PhD Holders Say The Darndest Things

From Dr. Joe Hung’s Monday column, Chen: gunslinger at a poker game

[Taiwan’s President Chen Shui-bian] wants voters to receive all four ballots at one stop, making it extremely hard, if not impossible, to abstain from voting on a referendum he has proposed to recover what he calls "ill-gotten" assets of the Kuomintang (KMT).  [emphasis added]

This is just about as silly as the BBC reporter who recently said that the blood-thirsty Sudanese mob baying for the teddy bear teacher’s head was "good-natured".  Dr. Hung: if your heart is so set upon abstaining from next year’s referendums, it ISN’T impossible.  Nor is it extremely difficult.  In fact, it’s as easy as falling off a log.

Dr. Hung, all you gotta do to make your fondest wishes come true is to spoil your ballot.*  Problem solved.  Choose both "Yes" and "No" options.  Tear, spindle or mutilate your ballot.  Heck, draw cute little happy faces in the margins, for all I care.  It’s a task so simple, I daresay even an intellectual like yourself can handle it.

But then, I don’t really think you’re so dense as to not realize this.  What you REALLY object to about the one-stop voting format is that it makes it extremely hard, if not impossible, for people like you to SELL THEIR ABSTENTIONS to the highest bidder.  Or to intimidate others into abstaining as well.**  And on those scores, abstentionists deserve no sympathy whatsoever.

More overwrought absurdity from the good doctor:

Chen may have some disturbances created at polling stations…  If there are scores of voters demanding the one-stop distribution, the guards will have no way of controlling them. Should free-for-alls take place at a third of all polling stations, the [Central Election Commission] is entitled to declare the parliamentary elections invalid and announce another round of elections.

The current Legislative Yuan has to dissolve on Jan. 31, and the new legislature must be sworn in Feb. 1. But the new parliamentary elections can’t take place in a mere 19 days!
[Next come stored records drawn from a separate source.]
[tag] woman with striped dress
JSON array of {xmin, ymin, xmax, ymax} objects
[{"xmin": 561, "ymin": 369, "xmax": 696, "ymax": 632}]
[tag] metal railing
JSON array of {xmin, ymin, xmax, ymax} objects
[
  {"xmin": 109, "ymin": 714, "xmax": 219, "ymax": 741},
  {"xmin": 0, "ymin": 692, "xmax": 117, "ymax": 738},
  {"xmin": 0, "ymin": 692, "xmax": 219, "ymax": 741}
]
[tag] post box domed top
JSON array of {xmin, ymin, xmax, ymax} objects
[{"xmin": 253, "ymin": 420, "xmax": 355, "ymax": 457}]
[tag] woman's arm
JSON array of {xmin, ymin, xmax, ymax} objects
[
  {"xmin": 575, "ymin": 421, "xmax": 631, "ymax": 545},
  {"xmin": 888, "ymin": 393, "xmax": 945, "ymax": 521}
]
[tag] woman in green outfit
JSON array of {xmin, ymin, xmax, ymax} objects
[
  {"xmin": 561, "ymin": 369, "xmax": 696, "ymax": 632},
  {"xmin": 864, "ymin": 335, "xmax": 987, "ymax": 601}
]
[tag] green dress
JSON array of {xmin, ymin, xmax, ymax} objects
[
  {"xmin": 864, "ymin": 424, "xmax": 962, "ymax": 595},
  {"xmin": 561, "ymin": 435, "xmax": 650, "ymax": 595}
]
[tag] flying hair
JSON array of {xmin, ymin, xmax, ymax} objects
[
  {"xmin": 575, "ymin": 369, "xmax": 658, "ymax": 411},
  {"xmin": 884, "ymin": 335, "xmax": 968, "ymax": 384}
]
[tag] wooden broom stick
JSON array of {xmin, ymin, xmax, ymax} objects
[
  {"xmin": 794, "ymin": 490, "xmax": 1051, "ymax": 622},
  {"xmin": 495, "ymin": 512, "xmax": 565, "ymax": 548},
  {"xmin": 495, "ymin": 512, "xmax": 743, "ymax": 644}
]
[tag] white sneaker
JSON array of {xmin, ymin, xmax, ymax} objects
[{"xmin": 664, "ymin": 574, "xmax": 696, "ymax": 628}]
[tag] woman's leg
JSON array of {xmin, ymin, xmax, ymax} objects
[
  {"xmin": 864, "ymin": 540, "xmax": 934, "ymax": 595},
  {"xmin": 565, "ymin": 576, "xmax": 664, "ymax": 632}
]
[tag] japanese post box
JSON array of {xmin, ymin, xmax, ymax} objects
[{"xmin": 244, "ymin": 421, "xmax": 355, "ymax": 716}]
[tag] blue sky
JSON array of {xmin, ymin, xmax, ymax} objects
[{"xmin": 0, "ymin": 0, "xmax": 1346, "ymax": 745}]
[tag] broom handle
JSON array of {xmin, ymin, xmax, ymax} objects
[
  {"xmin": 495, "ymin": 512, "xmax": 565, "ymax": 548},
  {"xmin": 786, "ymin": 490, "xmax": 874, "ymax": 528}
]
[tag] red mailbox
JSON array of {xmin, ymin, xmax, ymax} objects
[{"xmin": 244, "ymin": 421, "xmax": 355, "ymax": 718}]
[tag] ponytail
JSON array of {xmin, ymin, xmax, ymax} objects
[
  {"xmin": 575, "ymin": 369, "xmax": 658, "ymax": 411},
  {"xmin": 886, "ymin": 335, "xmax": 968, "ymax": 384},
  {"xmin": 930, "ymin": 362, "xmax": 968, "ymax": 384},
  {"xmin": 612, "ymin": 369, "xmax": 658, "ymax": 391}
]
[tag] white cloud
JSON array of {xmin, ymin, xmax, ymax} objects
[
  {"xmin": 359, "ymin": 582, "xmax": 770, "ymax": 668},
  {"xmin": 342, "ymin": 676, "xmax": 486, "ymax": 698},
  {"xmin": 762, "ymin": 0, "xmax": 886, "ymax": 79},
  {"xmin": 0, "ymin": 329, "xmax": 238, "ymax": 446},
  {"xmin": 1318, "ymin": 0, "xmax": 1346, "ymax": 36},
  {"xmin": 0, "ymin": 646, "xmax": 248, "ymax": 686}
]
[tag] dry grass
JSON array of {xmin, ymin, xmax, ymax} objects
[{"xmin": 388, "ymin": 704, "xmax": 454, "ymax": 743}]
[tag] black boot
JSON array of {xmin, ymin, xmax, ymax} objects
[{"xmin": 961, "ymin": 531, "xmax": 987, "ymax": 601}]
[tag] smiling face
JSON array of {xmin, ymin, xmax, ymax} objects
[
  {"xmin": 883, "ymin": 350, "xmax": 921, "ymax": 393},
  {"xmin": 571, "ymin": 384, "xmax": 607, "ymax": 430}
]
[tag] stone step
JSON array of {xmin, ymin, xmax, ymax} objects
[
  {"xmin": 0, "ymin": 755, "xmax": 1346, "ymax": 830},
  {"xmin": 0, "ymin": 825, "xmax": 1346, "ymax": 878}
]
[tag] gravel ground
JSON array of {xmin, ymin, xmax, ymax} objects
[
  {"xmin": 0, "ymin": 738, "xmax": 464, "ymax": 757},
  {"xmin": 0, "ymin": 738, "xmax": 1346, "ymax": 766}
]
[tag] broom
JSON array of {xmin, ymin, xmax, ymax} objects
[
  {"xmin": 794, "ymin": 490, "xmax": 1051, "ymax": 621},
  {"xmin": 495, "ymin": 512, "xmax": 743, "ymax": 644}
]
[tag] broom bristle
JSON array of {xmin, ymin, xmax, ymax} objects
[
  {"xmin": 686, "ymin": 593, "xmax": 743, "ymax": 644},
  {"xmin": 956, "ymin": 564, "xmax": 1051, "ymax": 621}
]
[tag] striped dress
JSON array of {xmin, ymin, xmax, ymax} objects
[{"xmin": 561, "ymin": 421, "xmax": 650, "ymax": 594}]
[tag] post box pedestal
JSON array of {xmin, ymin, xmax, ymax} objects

The one certain result is that the Legislative Yuan [would be empty.]

Enter President Chen. He takes center stage by issuing emergency decrees, which, according to the Constitution, have to be ratified by the Legislative Yuan within ten days of issuance. With the nation’s highest legislative organ ceasing to function, he may do what he wishes and, if there is opposition, may call it a rebellion and declare martial law. And there is no Legislative Yuan to deem it necessary to request the president to terminate martial law in accordance with the Constitution. President Chen has vowed not to declare martial law during the rest of his second and last term. His promises, however, have seldom been kept. Besides, he will have a good alibi this time. He has a rebellion on his hands, which requires the enforcement of martial law. He will then be free to have a new constitution of a republic of Taiwan adopted and run for president and win.

Short-time readers of the China Post should be forgiven if they get the impression from this that Dr. Hung disapproves of martial law.  Because nothing could be further from the truth: following the contentious 2004 presidential election results, Dr. Hung and the China Post begged – BEGGED! – President Chen to declare a state of emergency.  Flash forward to 2007, and we’re treated to the spectacle of Dr. Hung working himself into a lather about a scenario which he himself prayed for, only 3 years earlier!

Take a valium, Joe.  And make sure you practice extra-hard drawing all those little happy faces.


* Which is not to suggest that I approve of either spoiling one’s ballot or abstaining from voting.  I’m simply pointing out that the one-stop voting process does not represent as insurmountable a barrier to abstention as Dr. Hung portrays.

** An abstention on the referendum measures is ROUGHLY the same as a "No" vote.

4 thoughts on “PhD Holders Say The Darndest Things”

  1. The first thing you learn when you attend college is that a PhD does not make one wise. Some professors were pretty good, and some pretty bad. No surprise, but the worst ones were in the education department.

  2. Very interesting update, thanks for the notice.
    Interesting about how the Chinese have a pattern of biting the hand that is reaching out to shake their own. Their clear message is “You want to be our friend? Well screw you!”
    I’m amazed that China is being this hamfisted. I always thought that the country of Sun Tsu would be far more subtle.
    This does not bode well for the future. China is testing other nations, seeing how far they can push things. If we back down, or do not respond in kind, they’ll take it as a sign of weakness and push further.
    I’m glad to see that at least we sent the Kitty Hawk through the Taiwan Strait. We should do more, but hopefully this sent some strong message back to them.